The Bitcoin hashrate reached a new record yesterday with an all-time high of over 130 million TH/s.
This peak, far from sudden, follows a constant growth period that started in early 2019 and stopped only in mid-2019 and between November and December of the same year.
Suffice it to say that in May of last year it did not exceed 50 million TH/s, although by August 2018 it had exceeded 60 million TH/s for the first time, while by the end of October it had almost reached 110 million.
Starting from January 2020 it grew again, first to 120 and then yesterday for the first time to 130 million TH/s.
This growth is all the more astonishing when considering that in May the miner reward will be halved from the current 12.5 BTC per block to 6.25 BTC.
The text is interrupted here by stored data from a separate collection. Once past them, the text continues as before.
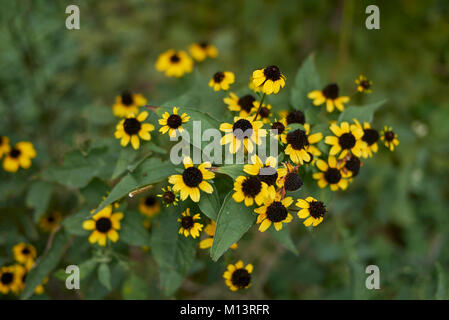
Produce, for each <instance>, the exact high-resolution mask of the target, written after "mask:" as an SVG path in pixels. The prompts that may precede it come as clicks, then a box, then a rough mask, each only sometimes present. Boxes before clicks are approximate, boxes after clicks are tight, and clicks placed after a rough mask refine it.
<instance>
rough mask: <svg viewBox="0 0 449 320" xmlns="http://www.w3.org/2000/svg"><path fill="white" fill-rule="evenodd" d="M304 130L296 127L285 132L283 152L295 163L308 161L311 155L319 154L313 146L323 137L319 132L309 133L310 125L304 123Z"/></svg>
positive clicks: (309, 160)
mask: <svg viewBox="0 0 449 320" xmlns="http://www.w3.org/2000/svg"><path fill="white" fill-rule="evenodd" d="M304 129H305V130H301V129H296V130H295V131H291V132H289V133H288V134H287V148H285V154H286V155H289V156H290V159H291V160H292V161H293V162H294V163H296V164H298V163H299V164H303V163H304V162H306V163H307V162H310V161H311V159H312V157H311V155H319V154H321V152H320V151H319V150H318V148H316V147H315V146H313V144H315V143H318V142H319V141H321V139H323V134H322V133H321V132H316V133H314V134H310V126H309V125H308V124H307V126H306V125H304Z"/></svg>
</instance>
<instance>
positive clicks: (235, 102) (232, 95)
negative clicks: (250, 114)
mask: <svg viewBox="0 0 449 320" xmlns="http://www.w3.org/2000/svg"><path fill="white" fill-rule="evenodd" d="M223 101H224V103H226V104H227V105H228V109H229V110H231V111H236V112H239V116H240V117H243V118H245V117H248V116H249V115H250V114H251V113H253V112H255V111H256V108H255V105H254V103H255V102H256V98H254V96H253V95H252V94H247V95H245V96H243V97H241V98H239V97H237V96H236V95H235V94H234V93H233V92H230V93H229V97H226V98H224V99H223Z"/></svg>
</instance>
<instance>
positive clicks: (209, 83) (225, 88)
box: [209, 71, 235, 91]
mask: <svg viewBox="0 0 449 320" xmlns="http://www.w3.org/2000/svg"><path fill="white" fill-rule="evenodd" d="M234 81H235V75H234V73H232V72H230V71H224V72H221V71H219V72H216V73H215V74H214V76H213V77H212V78H211V79H210V81H209V87H211V88H214V91H219V90H220V89H222V90H228V89H229V85H230V84H233V83H234Z"/></svg>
In addition, yesterday’s peak was reached during a week when the price of bitcoin suffered, losing more than 10% in a week.
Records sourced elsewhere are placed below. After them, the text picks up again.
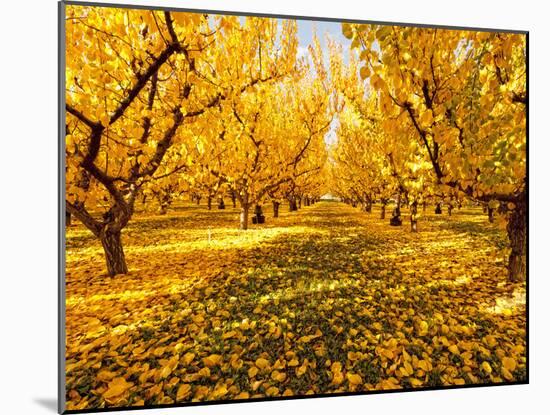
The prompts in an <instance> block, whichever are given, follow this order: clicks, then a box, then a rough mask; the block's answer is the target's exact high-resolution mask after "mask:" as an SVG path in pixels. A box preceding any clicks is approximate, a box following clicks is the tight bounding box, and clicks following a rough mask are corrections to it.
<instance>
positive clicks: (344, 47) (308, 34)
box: [297, 20, 351, 56]
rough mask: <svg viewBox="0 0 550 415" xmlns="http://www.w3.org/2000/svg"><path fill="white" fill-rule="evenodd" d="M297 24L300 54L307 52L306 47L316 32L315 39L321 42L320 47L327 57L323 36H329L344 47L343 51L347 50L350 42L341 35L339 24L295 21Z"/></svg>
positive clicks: (315, 21) (323, 38) (341, 33)
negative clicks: (321, 48)
mask: <svg viewBox="0 0 550 415" xmlns="http://www.w3.org/2000/svg"><path fill="white" fill-rule="evenodd" d="M297 23H298V39H299V44H300V46H299V47H300V48H304V49H300V53H303V52H302V51H304V50H307V47H308V45H309V44H311V40H312V39H313V33H314V31H316V33H317V37H319V41H320V42H321V47H322V48H323V52H324V54H325V56H326V55H328V51H327V49H326V47H327V44H326V36H325V34H327V33H328V34H329V36H330V37H331V38H332V39H333V40H335V41H336V42H337V43H340V44H341V45H343V46H344V51H346V50H348V49H349V45H350V43H351V42H350V41H349V40H348V39H346V38H345V37H344V35H342V24H341V23H334V22H320V21H312V20H297Z"/></svg>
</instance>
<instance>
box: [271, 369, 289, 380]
mask: <svg viewBox="0 0 550 415" xmlns="http://www.w3.org/2000/svg"><path fill="white" fill-rule="evenodd" d="M271 379H273V380H275V381H277V382H284V380H285V379H286V373H284V372H279V371H278V370H274V371H273V372H271Z"/></svg>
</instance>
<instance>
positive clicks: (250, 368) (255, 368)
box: [248, 366, 258, 378]
mask: <svg viewBox="0 0 550 415" xmlns="http://www.w3.org/2000/svg"><path fill="white" fill-rule="evenodd" d="M257 374H258V368H257V367H256V366H250V369H248V377H249V378H253V377H254V376H256V375H257Z"/></svg>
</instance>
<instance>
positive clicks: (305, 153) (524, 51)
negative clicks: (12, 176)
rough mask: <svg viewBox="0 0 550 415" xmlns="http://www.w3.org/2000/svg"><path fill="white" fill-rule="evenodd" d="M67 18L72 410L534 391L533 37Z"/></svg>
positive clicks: (69, 327) (64, 2)
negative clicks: (336, 398)
mask: <svg viewBox="0 0 550 415" xmlns="http://www.w3.org/2000/svg"><path fill="white" fill-rule="evenodd" d="M59 6H60V21H59V23H60V72H59V77H60V88H61V91H60V97H59V100H60V114H59V116H60V121H59V122H60V143H59V146H60V152H61V155H60V186H61V189H62V190H61V192H60V193H61V194H60V246H61V248H60V264H61V269H60V285H59V289H60V290H59V291H60V302H61V303H60V322H59V324H60V350H59V353H60V356H59V358H60V373H59V394H60V396H59V410H60V412H67V413H70V412H94V411H103V410H112V409H121V410H122V409H128V408H154V407H155V408H156V407H166V406H181V405H191V404H205V403H224V402H225V403H226V402H233V401H257V400H271V399H290V398H303V397H330V396H341V395H349V394H368V393H375V392H376V393H379V392H395V391H413V390H426V389H447V388H458V387H473V386H488V385H504V384H521V383H527V382H528V359H527V350H528V348H527V330H526V329H527V313H526V298H527V266H528V264H527V240H528V229H527V228H528V226H527V224H528V220H527V213H528V198H527V194H528V178H527V128H528V126H527V108H528V89H527V60H528V39H527V36H528V34H527V32H516V31H507V30H492V29H470V28H453V27H442V26H429V25H410V24H400V23H399V24H398V23H377V22H361V21H350V20H345V21H344V20H339V19H334V18H308V17H293V16H265V15H264V16H258V15H251V14H246V13H226V12H222V11H200V10H197V11H190V10H177V9H169V8H162V7H145V6H130V5H101V4H92V3H90V4H87V3H83V2H62V3H60V4H59ZM457 23H459V22H457ZM488 25H490V22H488ZM449 393H452V392H449ZM426 398H427V399H429V395H426Z"/></svg>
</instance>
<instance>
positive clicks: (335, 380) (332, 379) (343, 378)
mask: <svg viewBox="0 0 550 415" xmlns="http://www.w3.org/2000/svg"><path fill="white" fill-rule="evenodd" d="M343 381H344V374H343V373H342V372H334V373H333V375H332V383H333V384H335V385H339V384H340V383H342V382H343Z"/></svg>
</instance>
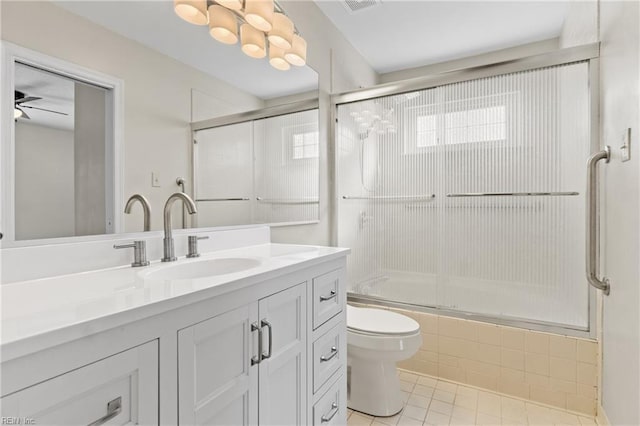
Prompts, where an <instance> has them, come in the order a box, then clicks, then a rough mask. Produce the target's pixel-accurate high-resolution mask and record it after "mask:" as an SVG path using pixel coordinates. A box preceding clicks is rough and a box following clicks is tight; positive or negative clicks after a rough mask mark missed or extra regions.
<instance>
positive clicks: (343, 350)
mask: <svg viewBox="0 0 640 426" xmlns="http://www.w3.org/2000/svg"><path fill="white" fill-rule="evenodd" d="M346 336H347V335H346V329H345V326H344V324H339V325H337V326H335V327H333V328H332V329H331V330H329V331H328V332H327V333H325V334H324V335H322V336H320V337H319V338H318V339H317V340H316V341H315V342H313V391H314V392H316V391H317V390H318V389H320V387H321V386H322V385H324V384H325V382H326V381H327V380H328V379H329V378H330V377H331V376H332V375H333V374H334V373H335V372H336V371H338V369H339V368H340V367H341V366H342V365H344V364H346V356H347V347H346V343H347V338H346Z"/></svg>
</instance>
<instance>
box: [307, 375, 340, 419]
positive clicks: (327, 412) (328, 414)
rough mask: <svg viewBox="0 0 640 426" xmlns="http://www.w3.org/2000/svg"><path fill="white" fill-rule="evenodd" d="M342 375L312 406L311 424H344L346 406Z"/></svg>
mask: <svg viewBox="0 0 640 426" xmlns="http://www.w3.org/2000/svg"><path fill="white" fill-rule="evenodd" d="M343 382H344V376H340V378H339V379H338V380H337V381H336V382H335V383H334V384H333V386H331V388H329V390H328V391H327V393H325V394H324V395H323V396H322V398H320V399H319V400H318V402H316V403H315V404H314V406H313V426H329V425H346V424H347V407H346V402H347V399H346V396H345V389H344V383H343Z"/></svg>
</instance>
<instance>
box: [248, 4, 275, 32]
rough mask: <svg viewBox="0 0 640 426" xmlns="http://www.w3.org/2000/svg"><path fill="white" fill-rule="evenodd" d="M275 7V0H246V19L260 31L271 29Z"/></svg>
mask: <svg viewBox="0 0 640 426" xmlns="http://www.w3.org/2000/svg"><path fill="white" fill-rule="evenodd" d="M273 7H274V5H273V0H245V1H244V19H245V21H247V22H248V23H250V24H251V25H253V26H254V27H256V28H257V29H259V30H260V31H264V32H268V31H271V28H273V24H272V22H273Z"/></svg>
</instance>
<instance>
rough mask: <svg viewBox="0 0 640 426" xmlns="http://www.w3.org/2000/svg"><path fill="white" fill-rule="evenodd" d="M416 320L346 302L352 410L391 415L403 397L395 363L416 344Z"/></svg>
mask: <svg viewBox="0 0 640 426" xmlns="http://www.w3.org/2000/svg"><path fill="white" fill-rule="evenodd" d="M421 344H422V336H421V334H420V324H418V323H417V322H416V321H414V320H413V319H411V318H409V317H407V316H404V315H400V314H397V313H395V312H390V311H386V310H382V309H371V308H356V307H354V306H350V305H347V364H348V370H349V379H348V388H349V390H348V392H347V394H348V396H347V398H348V402H347V405H348V406H349V408H351V409H352V410H356V411H361V412H363V413H367V414H370V415H372V416H379V417H380V416H393V415H394V414H396V413H398V412H399V411H400V410H401V409H402V405H403V400H402V393H401V391H400V380H399V379H398V375H397V372H396V363H397V362H398V361H402V360H405V359H408V358H411V357H412V356H413V355H414V354H415V353H416V352H417V351H418V349H419V348H420V345H421Z"/></svg>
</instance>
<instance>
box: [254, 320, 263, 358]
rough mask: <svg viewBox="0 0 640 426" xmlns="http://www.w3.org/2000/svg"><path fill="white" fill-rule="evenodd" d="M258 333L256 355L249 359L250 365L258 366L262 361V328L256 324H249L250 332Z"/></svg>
mask: <svg viewBox="0 0 640 426" xmlns="http://www.w3.org/2000/svg"><path fill="white" fill-rule="evenodd" d="M254 331H257V332H258V355H254V356H252V357H251V365H256V364H260V361H262V328H261V327H260V326H259V325H258V323H257V322H254V323H253V324H251V332H252V333H253V332H254Z"/></svg>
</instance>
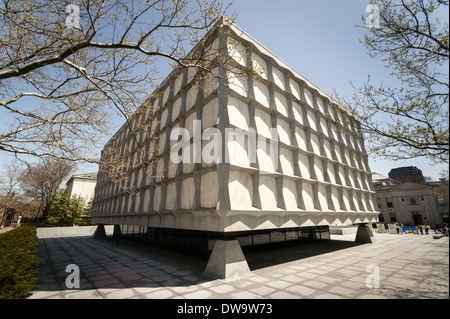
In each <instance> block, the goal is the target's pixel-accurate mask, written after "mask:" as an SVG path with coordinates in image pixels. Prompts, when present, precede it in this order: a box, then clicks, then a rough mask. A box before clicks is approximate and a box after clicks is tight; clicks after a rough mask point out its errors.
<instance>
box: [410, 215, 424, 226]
mask: <svg viewBox="0 0 450 319" xmlns="http://www.w3.org/2000/svg"><path fill="white" fill-rule="evenodd" d="M412 214H413V219H414V225H423V219H422V215H421V214H420V213H419V212H413V213H412Z"/></svg>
In light of these two considerations, i.e. the imminent halving and the price drop, the new Bitcoin hashrate’s ATH is even more surprising, despite being the result of an increase that has been going on for over a year now.
In this regard, there are those who point out that this could mean a more lively interest than ever in the technology behind Bitcoin, and that the network is now growing thanks to the strength of its community and no longer largely thanks to speculation.
Short-term price movements seem to have no particular impact on the hashrate, perhaps because the miners themselves are not interested in it, focusing more instead on long-term movements.
The increase in hashrate in the months leading up to the halving seems to suggest quite explicitly that the miners expect BTC’s value to increase in the months following the halving, otherwise they would not invest in new machinery with the expectation that the reward would be halved.
In other words, this new historical high seems to be a good sign for the medium-term future of bitcoin.